On Tractable Representations of Binary Neural Networks
- URL: http://arxiv.org/abs/2004.02082v2
- Date: Fri, 3 Jul 2020 03:22:47 GMT
- Title: On Tractable Representations of Binary Neural Networks
- Authors: Weijia Shi and Andy Shih and Adnan Darwiche and Arthur Choi
- Abstract summary: We consider the compilation of a binary neural network's decision function into tractable representations such as Ordered Binary Decision Diagrams (OBDDs) and Sentential Decision Diagrams (SDDs)
In experiments, we show that it is feasible to obtain compact representations of neural networks as SDDs.
- Score: 23.50970665150779
- License: http://arxiv.org/licenses/nonexclusive-distrib/1.0/
- Abstract: We consider the compilation of a binary neural network's decision function
into tractable representations such as Ordered Binary Decision Diagrams (OBDDs)

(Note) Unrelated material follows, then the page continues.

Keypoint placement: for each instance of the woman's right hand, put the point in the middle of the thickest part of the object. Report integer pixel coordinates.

and Sentential Decision Diagrams (SDDs). Obtaining this function as an OBDD/SDD
facilitates the explanation and formal verification of a neural network's
behavior. First, we consider the task of verifying the robustness of a neural
network, and show how we can compute the expected robustness of a neural
network, given an OBDD/SDD representation of it. Next, we consider a more
efficient approach for compiling neural networks, based on a pseudo-polynomial
time algorithm for compiling a neuron. We then provide a case study in a
handwritten digits dataset, highlighting how two neural networks trained from
the same dataset can have very high accuracies, yet have very different levels
of robustness. Finally, in experiments, we show that it is feasible to obtain
compact representations of neural networks as SDDs.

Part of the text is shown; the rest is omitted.